Dans le film catastrophe "Acide", des pluies ultra-acides ravagent le nord de la France, rongeant les métaux comme les chairs des êtres vivants. Si les pluies acides existent réellement, le phénomène mis en scène par Just Philippot est-il réaliste ?
Acide, catastrophe naturelle et intime
Après avoir mis en scène dans La Nuée, son premier long-métrage très réussi, des essaims de grillons assoiffés de sang humain, le cinéaste Just Philippot propose dans Acide une autre catastrophe naturelle, mais à une échelle plus grande, globale et dont on ne peut réchapper : des pluie acides mortelles. Ces pluies, chargées d'acide sulfurique, érodent toutes les matières, et donc aussi toutes les chairs, animales et humaines. Être touché par cette eau à la pollution ultra-toxique, c'est mourir en quelques minutes.
Comme dans La Nuée, cette catastrophe de premier plan dans Acide, qui fait son effryant spectacle, est surtout l'occasion de dévoiler des conflits plus intimes entre les personnages de son histoire. Structures sociale et familiale qui s'effondrent, colères des individus qui détruisent les liens de solidarité... À la catastrophe naturelle qui se déroule sous les yeux des individus correspondent alors leurs catastrophes personnelles. En l'occurrence, dans Acide, le drame est autant dans cette pluie qui ronge tout que dans la perdition et l'éclatement total de la cellule familiale, déjà morcelée, de Michal (Guillaume Canet), son ex-femme Elise (Laetitia Dosch) et leur fille Selma (Patience Munchenbach).
Un film catastrophe réaliste ?
Spectaculaire, tout en refusant de jouer des codes irréalistes du cinéma américain, Acide est une nouvelle démonstration du savoir-faire de Just Philippot au moment de mettre en scène avec réalisme des grandes séquences de destruction. Ainsi, à voir les tôles et les chairs rongées par les pluies acides, on y croit et on s'effraie. Il s'agit d'un avertissement sur ce que nos sociétés portent comme préjudice à l'environnement. Mais aussi, surtout, sur notre incapacité à pouvoir réagir à la catastrophe si notre lien social, notre solidarité et notre empathie n'existent plus.
Pour autant, le phénomène des pluies acides, tel qu'il est montré dans le film, est-il réaliste ? Sur ce point, le scénario écrit par Just Philippot et Yacine Badday pousse à l'extrême les effets nocifs des pluies acides. Si celles-ci existent bien, elles sont dans la réalité bien moins dangereuses. Tout du moins, pour les humains...

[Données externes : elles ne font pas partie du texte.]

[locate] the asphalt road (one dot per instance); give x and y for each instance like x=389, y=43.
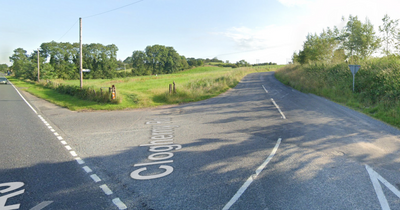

Des effets nocifs sur la faune et la flore
En effet, les pluies acides ont pour conséquence d'augmenter l'acidité des eaux des lacs, étangs, nappes phréatiques, sources et océans. Engendrant des processus chimiques complexes, les pluies acides dissolvent par exemple plus facilement des produits toxiques comme les métaux lourds, les rendant alors plus mobiles et augmentant donc leur circulation.
Issues d'origines naturelles comme anthropiques - c'est-à-dire issues des activités humaines -, les pluies acides ont ainsi des effets nocifs sur la flore et la faune. Elles affaiblissent en effet directement les végétaux et peuvent mener à leur dépérissement, et portent ainsi indirectement sur des écosystèmes entiers. Lorsque des pluies très acides viennent polluer des milieux aquatiques, les poissons et les crustacés peuvent complètement disparaître, comme il l'a été observé dans les années 80 des lacs scandinaves*.
Les effets des pluies acides sont à estimer sur le long terme, et procèdent souvent d'une action indirecte et différée. Pour l'humain, qui fait lui aussi partie de la faune et est dépendant d'une alimentation en eau au pH idéalement entre 6,5 et 7,5 pour sa survie, les pluies acides - au pH entre 2,5 et 3 - peuvent entraîner dans certains cas des problèmes respiratoires.
Ainsi, dans la réalité, les pluies acides sont heureusement d'une dangerosité très faible comparée à ce que l'on voit dans le film Acide. Elles ne touchent par ailleurs pas également les différentes régions de la planète, avec des effets variables selon leur environnement naturel et les activités humaines qui y sont présentes.